Sementara itu, para pemikir muslim seperti Mohammed Ayoob dalam The Many Faces of Political Islam (2008) menyalahkan intervensi Barat sebagai penyebab munculnya budaya kekerasan dan stagnansi dunia muslim. Ayoob berpendapat, "Intervensi Barat di Timur Tengah tidak terbatas pada penjajahan, tapi lebih jauh bertranformasi ke dalam berbagai bentuk pada masa kontemporer."

Mencari Sumber Krisis

Guru Besar Ilmu Politik San Diego State University, Amerika Serikat, Ahmet Kuru dalam karya terbarunya Islam, Otoritarianisme, dan Ketertinggalan Ekonomi (2019) berpendapat, tesis-tesis kalangan esensialis itu mengandung kelemahan. Kelemahan para esensialis itu, menurut Kuru, adalah tidak melihat sejarah Islam secara komprehensif.

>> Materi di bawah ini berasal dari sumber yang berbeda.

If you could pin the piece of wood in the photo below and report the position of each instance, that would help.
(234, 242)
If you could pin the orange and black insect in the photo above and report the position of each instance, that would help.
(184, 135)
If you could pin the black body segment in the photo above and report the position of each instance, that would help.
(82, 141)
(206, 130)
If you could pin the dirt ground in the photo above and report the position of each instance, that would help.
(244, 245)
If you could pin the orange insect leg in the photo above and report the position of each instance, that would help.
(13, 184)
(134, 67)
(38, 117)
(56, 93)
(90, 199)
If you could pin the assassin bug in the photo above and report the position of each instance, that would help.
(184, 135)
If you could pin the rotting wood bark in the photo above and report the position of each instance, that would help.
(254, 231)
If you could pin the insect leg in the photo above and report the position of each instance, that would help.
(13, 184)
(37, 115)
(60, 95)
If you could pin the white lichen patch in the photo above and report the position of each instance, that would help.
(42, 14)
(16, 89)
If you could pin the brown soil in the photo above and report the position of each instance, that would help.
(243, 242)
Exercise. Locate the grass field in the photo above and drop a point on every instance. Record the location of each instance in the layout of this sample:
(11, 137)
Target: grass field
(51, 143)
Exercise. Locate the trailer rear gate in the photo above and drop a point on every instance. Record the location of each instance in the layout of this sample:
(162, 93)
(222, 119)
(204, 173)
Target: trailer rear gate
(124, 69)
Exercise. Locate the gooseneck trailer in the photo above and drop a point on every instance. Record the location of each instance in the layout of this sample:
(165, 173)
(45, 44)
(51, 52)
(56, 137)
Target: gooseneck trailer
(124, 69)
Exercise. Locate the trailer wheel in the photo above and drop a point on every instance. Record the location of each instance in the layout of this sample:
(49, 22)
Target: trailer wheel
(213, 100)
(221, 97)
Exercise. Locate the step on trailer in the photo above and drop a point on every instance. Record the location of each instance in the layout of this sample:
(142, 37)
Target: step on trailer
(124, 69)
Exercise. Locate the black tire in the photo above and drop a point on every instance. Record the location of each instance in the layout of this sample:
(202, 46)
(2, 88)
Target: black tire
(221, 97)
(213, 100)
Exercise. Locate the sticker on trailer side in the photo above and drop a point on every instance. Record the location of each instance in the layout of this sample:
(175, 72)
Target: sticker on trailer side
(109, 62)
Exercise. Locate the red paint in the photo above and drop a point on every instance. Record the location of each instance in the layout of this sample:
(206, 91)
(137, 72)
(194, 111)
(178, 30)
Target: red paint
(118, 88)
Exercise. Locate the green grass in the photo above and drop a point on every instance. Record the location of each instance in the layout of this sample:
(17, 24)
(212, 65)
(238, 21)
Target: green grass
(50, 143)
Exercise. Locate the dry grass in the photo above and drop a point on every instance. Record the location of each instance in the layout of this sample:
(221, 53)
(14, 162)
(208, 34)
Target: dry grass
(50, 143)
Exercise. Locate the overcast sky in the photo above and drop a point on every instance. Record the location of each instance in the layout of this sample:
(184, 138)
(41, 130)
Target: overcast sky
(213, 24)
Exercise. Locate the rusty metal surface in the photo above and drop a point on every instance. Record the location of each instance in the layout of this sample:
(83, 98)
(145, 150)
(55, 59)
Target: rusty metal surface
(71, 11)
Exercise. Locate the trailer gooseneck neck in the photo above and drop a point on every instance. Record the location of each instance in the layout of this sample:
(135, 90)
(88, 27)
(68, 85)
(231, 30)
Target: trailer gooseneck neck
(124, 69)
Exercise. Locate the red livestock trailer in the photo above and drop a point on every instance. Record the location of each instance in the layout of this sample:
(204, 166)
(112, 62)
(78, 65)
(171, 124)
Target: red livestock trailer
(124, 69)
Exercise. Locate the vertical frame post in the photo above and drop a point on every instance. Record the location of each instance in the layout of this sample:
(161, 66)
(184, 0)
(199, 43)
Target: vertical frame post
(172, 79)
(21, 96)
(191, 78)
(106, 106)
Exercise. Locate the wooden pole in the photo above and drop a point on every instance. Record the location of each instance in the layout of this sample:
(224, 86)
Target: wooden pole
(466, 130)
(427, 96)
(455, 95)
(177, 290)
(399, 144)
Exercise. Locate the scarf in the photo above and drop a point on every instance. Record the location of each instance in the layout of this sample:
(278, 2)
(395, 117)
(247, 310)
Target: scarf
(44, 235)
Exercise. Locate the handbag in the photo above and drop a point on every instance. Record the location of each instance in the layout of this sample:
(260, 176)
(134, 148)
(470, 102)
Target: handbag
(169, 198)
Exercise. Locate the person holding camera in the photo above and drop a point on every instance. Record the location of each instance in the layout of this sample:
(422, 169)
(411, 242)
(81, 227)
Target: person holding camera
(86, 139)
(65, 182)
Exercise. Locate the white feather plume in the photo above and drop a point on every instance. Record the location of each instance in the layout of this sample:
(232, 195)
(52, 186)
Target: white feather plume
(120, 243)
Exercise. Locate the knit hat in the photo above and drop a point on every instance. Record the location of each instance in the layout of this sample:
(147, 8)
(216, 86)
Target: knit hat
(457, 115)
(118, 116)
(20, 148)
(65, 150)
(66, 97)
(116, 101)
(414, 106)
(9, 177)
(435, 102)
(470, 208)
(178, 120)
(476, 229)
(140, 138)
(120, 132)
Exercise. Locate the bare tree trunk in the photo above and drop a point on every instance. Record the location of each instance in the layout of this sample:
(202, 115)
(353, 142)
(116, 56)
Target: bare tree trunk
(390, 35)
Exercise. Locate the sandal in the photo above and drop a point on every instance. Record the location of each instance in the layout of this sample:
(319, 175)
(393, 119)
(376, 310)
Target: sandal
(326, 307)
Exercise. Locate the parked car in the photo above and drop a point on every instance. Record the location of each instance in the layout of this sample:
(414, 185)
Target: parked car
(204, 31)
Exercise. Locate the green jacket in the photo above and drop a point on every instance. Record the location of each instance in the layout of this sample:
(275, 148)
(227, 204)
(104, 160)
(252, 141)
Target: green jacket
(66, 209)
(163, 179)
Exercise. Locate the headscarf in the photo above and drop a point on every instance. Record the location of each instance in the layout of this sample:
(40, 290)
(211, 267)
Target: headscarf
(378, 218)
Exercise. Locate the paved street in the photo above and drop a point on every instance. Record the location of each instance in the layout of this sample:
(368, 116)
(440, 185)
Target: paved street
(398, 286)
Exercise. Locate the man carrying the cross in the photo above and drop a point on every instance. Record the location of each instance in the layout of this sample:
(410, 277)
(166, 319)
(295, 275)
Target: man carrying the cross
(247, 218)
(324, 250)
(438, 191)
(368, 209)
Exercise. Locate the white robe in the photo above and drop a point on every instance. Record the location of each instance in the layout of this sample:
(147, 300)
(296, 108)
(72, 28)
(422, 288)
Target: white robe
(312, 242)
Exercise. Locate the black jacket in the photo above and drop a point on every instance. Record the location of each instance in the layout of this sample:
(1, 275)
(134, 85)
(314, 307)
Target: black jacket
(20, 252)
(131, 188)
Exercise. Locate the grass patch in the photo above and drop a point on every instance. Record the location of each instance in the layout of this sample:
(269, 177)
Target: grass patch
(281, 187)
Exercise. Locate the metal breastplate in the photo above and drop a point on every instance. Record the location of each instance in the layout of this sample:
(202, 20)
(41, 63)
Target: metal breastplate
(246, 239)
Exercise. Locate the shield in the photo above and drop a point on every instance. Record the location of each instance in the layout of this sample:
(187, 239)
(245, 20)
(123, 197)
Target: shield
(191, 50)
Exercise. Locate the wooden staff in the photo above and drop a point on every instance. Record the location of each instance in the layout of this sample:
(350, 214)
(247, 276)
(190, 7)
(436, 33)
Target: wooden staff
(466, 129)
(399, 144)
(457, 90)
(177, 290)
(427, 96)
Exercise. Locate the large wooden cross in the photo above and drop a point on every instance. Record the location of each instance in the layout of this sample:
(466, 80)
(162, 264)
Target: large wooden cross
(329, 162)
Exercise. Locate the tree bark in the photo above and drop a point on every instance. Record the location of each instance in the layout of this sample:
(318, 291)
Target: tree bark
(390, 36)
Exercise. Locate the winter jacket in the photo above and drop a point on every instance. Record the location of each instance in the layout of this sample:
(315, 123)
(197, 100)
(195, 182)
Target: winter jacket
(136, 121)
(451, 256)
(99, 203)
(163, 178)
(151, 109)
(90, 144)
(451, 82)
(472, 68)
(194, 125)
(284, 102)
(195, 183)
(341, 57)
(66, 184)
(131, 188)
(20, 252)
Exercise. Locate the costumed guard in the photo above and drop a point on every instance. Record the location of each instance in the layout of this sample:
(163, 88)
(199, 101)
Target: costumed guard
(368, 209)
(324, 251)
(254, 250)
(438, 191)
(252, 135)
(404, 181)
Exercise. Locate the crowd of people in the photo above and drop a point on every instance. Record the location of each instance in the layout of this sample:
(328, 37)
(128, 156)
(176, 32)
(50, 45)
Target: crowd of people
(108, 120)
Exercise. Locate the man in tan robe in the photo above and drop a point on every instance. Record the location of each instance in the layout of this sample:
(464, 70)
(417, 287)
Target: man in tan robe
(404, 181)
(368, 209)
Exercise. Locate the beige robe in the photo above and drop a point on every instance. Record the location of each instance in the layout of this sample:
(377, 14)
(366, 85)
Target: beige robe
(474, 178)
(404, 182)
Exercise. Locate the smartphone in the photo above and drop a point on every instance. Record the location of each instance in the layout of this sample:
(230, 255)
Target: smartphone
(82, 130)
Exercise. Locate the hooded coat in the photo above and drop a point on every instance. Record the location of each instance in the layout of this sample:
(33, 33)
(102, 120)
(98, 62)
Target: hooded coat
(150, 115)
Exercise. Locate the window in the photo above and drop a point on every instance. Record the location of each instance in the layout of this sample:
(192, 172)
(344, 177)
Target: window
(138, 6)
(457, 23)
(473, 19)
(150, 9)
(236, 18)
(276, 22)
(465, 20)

Para esensialis mengabaikan fakta bahwa pada periode abad ke-8 hingga ke-11, dunia muslim melahirkan ilmuwan-ilmuwan polimatik dan menguasai perdagangan lintas benua. Karena itu, Kuru menolak tesis yang menganggap Islam sebagai alasan dasar ideologi kekerasan dan stagnansi kemajuan.

Intelektual asal Turki juga menyanggah generalisasi negara-negara muslim pasti sepenuhnya berideologi Islam. Kuru menemukan, di antara 49 negara mayoritas penduduk muslim, ada 22 negara yang justru merupakan negara sekular. Hanya 8 negara muslim yang mengakui Islam sebagai agama resmi negara dan 19 lainnya menjadikan "syariah" sebagai sumber hukum negara.

Kuru sekaligus menunjukkan, banyak negara sekular yang menerapkan otoritarianisme, seperti di China, Brazil, dan Turki. Sebab itu, stagnansi negara-negara muslim tidak sesederhana karena tidak menerapkan konstitusi sekular.

Kuru dalam karyanya menjelaskan, kolonialisme juga bukanlah akar masalah karena dunia muslim sudah mengalami kemunduran ketika intervensi Barat datang bersamaan dengan kolonialisme.

Kekuatan terbesar Islam, Kesultanan Utsmani, baru memproduksi mesin cetak secara massal pada abad ke-18. Kala itu, kedai-kedai kopi dilarang. Observatorium dan planetarium untuk penelitian ilmu astronomi bahkan sudah ditutup sejak abad ke-16. Kesultanan menganggap semua itu adalah instrumen berbahaya yang mengundang setan serta malapetaka.

Musabab inti kemunduran Islam, menurut Kuru, adalah kemerosotan berkepanjangan intelektual muslim akibat menguatnya relasi kekuasaan-ulama-militer. Relasi ini setidaknya dimulai sejak abad ke-13 dan mapan pada abad ke-15.

Saat itu, sistem militer mulai dilembagakan secara resmi oleh para penguasa muslim. Faktor eksternal, seperti invasi Mongol dan Perang Salib, yang merusak infrastruktur kota dan ekonomi dunia muslim menguatkan fenomena itu.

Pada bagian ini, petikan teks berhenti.